This week the roundup covers changes to Facebook’s Sponsored Stories ad unit, the shiny updated Facebook Insights (with handy infographic), Klout’s explanation of changes to their algorithm for influence and how it works by a couple of their executives. And we wrap it up with the news that through Facebook we’re only 3.74 degrees away from anyone (what does this mean for poor Kevin Bacon?).

Facebook Ads in the Ticker

This week Facebook began showing ads in the Ticker in the form of Sponsored Stories. When Sponsored Stories ad units were launched last year, they only to showed up in your News Feed and then this summer they expanded into the Games Ticker. Since Facebook didn’t receive significant complaints, they expanded even further to include them in the standard Ticker, which happened this week. These ads will be subtle — the only difference from the regular content is that they will be labeled “Sponsored”. Some people see this as a sneaky approach to getting people to click on ads. But as long as these ads aren’t flooding the Ticker, I think it could be a positive shift in advertisements because the ads will include some social content or context. It will be interesting to see what the further reactions to this roll out will be. What do you think of this change?

Facebook’s New Insights

Facebook also rolled out their new insights this week. All of the analytics are presented in a visual format, giving Page administrators a more organized and detailed look at the analytics about fan interaction and engagement on their Page. The insights tab is further broken down by “Likes,” “Reach,” and “Talking About This.” The “Likes” section will help you narrow in on your target market, making sure that your tone, voice of brand and content are resonating with the right people by providing detail about the demographics of your fans.

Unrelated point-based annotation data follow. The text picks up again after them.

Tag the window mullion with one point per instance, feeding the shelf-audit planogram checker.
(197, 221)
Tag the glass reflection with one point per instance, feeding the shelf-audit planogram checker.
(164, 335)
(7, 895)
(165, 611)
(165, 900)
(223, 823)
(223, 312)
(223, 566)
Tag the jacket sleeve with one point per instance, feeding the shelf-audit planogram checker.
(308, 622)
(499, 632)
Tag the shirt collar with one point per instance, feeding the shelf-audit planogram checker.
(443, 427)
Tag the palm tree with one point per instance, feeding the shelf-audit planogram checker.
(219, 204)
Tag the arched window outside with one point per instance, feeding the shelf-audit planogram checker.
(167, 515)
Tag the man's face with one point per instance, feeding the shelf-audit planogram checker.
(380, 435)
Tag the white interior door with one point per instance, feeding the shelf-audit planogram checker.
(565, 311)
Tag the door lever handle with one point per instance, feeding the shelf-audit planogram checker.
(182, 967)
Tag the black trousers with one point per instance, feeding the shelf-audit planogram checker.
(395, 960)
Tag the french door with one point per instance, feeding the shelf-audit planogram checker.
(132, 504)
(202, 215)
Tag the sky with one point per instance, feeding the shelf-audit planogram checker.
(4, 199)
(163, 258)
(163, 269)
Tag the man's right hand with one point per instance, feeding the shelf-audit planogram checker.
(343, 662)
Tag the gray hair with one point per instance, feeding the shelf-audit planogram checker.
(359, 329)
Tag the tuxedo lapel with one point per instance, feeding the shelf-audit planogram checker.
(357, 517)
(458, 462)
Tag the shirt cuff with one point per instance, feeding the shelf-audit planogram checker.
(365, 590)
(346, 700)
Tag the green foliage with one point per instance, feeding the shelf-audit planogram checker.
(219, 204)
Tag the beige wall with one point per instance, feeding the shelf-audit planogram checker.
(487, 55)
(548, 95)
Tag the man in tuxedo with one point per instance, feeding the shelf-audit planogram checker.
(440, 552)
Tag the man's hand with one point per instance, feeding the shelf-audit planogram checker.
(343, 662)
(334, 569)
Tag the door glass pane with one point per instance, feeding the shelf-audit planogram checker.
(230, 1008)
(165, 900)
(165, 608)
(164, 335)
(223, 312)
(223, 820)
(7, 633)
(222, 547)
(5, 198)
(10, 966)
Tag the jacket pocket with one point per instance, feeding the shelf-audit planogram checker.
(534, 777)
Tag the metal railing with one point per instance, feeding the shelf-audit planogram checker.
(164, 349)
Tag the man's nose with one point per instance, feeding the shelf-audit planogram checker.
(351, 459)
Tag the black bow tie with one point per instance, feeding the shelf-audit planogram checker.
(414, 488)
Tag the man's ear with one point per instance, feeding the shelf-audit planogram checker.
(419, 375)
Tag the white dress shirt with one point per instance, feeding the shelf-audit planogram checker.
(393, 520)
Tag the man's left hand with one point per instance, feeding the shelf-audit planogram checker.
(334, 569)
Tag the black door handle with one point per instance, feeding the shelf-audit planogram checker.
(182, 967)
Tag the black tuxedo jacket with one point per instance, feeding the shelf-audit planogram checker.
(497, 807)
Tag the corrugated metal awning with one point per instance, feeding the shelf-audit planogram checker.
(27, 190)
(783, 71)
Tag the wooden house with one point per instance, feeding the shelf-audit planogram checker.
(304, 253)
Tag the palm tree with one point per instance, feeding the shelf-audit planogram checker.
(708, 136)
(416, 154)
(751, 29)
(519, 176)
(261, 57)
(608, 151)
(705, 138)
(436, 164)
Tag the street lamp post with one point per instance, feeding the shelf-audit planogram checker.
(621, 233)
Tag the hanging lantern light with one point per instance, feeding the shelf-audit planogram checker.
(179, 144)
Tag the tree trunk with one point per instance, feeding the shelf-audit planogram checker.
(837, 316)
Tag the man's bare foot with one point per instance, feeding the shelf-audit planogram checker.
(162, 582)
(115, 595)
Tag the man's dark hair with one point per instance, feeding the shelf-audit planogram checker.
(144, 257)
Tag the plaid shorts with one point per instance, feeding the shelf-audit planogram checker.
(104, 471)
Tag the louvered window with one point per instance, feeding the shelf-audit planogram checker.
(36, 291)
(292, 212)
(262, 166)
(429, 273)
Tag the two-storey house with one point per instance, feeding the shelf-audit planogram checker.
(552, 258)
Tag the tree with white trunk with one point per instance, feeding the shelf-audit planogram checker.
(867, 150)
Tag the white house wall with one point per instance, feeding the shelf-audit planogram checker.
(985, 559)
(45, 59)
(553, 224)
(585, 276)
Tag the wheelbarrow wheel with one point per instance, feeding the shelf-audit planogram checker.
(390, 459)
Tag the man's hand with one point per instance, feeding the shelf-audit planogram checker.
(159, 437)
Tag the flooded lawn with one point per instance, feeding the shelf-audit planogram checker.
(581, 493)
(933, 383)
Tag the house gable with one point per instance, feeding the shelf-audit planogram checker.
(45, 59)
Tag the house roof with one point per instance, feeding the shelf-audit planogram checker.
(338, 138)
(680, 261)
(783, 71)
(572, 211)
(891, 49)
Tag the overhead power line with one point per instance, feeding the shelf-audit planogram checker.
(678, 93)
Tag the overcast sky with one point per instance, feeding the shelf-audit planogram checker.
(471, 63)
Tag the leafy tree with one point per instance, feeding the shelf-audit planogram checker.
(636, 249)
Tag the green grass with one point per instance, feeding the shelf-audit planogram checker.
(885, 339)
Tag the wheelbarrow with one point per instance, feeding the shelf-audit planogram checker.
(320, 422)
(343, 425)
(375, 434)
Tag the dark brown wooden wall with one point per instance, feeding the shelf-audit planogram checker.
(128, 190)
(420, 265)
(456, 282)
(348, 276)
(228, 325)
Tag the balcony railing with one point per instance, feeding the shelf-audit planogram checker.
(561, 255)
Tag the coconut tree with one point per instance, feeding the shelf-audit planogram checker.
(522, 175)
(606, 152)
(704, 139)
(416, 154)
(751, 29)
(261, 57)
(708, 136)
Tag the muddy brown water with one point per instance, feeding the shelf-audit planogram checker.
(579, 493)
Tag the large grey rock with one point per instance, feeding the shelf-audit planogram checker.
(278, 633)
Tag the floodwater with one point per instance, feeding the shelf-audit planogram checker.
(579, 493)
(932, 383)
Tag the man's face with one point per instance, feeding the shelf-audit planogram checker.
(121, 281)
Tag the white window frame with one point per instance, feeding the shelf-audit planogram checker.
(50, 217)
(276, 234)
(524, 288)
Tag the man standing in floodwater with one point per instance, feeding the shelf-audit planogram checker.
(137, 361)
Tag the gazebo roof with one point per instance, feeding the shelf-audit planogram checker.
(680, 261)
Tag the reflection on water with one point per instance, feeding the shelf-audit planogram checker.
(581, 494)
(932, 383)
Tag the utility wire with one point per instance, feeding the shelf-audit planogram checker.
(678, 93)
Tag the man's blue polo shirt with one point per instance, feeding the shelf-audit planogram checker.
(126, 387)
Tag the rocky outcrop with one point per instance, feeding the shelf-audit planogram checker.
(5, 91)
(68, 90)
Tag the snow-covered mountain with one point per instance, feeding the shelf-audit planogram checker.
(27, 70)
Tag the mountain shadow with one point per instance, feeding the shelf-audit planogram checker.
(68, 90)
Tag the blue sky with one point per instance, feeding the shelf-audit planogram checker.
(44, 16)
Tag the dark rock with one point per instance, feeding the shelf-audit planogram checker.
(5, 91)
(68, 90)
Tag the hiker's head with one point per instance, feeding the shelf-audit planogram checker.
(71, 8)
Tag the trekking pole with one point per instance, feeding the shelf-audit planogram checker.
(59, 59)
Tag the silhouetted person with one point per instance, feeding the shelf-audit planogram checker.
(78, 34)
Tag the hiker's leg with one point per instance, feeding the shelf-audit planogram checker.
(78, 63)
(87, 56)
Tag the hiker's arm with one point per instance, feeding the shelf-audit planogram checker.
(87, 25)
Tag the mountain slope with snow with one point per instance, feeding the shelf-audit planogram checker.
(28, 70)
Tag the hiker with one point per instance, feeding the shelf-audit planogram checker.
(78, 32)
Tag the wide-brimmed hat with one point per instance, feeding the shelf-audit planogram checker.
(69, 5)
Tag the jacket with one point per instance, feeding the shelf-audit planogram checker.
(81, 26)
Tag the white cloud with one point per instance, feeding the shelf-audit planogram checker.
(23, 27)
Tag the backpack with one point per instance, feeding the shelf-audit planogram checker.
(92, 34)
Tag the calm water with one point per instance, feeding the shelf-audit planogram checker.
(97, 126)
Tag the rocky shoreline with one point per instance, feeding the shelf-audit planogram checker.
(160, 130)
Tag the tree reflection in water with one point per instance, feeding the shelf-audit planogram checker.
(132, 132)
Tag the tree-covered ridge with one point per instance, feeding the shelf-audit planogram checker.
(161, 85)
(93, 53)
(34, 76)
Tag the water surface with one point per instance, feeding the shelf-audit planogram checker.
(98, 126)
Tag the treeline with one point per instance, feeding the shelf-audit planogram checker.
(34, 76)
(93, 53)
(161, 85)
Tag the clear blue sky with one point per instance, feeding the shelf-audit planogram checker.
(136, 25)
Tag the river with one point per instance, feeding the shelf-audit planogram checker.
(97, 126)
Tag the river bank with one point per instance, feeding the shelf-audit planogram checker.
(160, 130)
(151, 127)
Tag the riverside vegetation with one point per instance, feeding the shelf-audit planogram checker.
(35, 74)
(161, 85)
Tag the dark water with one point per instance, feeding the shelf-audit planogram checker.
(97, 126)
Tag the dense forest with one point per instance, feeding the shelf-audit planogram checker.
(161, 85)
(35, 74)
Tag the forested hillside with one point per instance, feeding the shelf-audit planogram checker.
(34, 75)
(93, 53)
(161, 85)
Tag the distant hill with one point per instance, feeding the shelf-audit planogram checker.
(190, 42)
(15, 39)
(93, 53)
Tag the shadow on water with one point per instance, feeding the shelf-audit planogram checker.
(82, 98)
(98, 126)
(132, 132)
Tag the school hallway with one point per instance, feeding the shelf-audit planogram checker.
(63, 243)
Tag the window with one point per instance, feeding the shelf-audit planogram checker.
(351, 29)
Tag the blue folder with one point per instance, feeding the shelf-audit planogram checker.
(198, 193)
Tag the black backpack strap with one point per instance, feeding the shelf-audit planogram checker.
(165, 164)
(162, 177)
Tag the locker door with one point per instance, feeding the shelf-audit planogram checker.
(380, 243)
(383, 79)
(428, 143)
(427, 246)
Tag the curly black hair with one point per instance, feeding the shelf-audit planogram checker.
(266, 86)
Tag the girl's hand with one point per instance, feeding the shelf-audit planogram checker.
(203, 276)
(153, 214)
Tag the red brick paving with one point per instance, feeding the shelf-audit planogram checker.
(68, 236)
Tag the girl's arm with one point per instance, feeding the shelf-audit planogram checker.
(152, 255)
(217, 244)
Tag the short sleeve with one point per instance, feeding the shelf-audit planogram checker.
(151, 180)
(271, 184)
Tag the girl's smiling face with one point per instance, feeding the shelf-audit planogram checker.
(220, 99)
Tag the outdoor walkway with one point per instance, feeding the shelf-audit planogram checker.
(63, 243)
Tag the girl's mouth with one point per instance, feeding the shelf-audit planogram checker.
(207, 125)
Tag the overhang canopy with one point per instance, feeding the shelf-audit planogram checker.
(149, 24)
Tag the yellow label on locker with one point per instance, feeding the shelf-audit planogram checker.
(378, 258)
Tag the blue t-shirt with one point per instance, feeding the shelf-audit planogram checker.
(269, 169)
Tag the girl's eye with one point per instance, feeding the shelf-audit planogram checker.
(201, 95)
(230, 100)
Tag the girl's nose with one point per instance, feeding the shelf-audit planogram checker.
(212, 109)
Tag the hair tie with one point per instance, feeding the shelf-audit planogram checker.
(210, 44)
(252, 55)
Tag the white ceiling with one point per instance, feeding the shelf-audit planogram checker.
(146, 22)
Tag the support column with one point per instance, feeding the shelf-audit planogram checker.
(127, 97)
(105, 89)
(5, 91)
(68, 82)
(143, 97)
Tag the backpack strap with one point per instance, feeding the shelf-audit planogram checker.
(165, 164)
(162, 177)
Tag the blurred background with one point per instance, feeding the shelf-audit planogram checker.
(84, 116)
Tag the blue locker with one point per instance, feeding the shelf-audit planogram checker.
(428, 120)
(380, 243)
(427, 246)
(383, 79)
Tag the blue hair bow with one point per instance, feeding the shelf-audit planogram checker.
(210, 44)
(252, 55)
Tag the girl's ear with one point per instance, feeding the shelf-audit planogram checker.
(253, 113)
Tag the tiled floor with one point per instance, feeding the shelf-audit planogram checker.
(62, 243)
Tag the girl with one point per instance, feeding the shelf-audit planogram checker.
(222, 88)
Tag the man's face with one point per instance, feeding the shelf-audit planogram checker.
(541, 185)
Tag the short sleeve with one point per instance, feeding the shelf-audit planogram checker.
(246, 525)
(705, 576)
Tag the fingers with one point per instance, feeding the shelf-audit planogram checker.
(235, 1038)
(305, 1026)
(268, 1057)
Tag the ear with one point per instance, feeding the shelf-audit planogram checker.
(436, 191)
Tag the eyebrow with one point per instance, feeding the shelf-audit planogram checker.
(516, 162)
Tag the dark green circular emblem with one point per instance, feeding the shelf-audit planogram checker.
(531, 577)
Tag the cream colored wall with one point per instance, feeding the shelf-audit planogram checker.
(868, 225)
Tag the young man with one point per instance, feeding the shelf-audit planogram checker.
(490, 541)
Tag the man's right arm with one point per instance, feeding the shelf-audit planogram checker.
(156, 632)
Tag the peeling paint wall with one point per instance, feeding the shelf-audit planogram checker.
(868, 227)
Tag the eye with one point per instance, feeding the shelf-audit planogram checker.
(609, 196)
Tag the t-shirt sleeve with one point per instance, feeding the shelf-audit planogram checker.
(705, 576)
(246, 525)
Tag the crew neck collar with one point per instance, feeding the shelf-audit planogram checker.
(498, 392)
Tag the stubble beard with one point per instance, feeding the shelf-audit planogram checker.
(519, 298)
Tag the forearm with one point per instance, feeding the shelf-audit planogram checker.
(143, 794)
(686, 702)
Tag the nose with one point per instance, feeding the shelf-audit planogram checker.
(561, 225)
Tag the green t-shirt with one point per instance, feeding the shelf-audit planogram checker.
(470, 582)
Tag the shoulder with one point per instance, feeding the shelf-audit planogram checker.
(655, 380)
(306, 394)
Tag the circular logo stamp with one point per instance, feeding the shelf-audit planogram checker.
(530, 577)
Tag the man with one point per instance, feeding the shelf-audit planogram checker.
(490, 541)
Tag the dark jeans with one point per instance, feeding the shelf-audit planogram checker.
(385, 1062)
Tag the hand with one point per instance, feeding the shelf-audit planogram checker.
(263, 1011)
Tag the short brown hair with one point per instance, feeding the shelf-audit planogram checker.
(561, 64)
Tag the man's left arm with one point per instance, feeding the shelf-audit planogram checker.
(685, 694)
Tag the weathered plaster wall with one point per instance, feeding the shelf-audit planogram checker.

The “Reach” section shows you the number of people that have seen your content and then this information can be leveraged by looking into which days had the most reach and what you shared on those days. Lastly, the “Talking About This,” section shows you who have reacted to content on your Page so you can better target your content.

The new algorithm focuses on “People Talking About This” or the number of “stories” your Page is producing and in turn creating shared content. A story is: when someone “Likes” your Page, posts to your Wall, “Likes,” comments or shares one of your posts, answers a question, mentions your Page, tags your Page, checks in at your Place or recommends your Place. Admins can now obtain insights into what type of posts have greater chances of going viral (the number of people reached multiplied by the number that actually took action).

Take a look at this Infographic for a little cheat sheet:

 

Klout on Algorithms and their Business

Klout has been taking heat over user privacy and the legitimacy the algorithms they use for determining an individual’s online influence. Klout actually changed their algorithm last month and Social Media Today author, Rohn Jay Miller interviewed Klout’s CEO Joe Fernandez, which you can read here.

Also check out this video of Klout’s VP of Platform, Matt Thomson at the WOMMA Summit in Las Vegas talking about their business and its mission. I found it interesting to hear that they consider themselves more consumer-focused than business-focused. They say that individuals can know whom they are influencing and then identify brands that they may want to connect with and reach out to. I like this angle, put the power in the influencer’s hands because they are the ones that have achieved their influence!

4 Degrees of Separation?

You’ve heard of the six degrees of separation right? Well it just got smaller, thanks to no other than the world’s largest social network, Facebook. New research shows that we are now only 3.74 people away from knowing someone. Facebook’s study looked to see if modern technology made it easier to connect with people worldwide and of course the answer is yes, resulting in cutting the six degree rule almost in half. It really is a small world after all!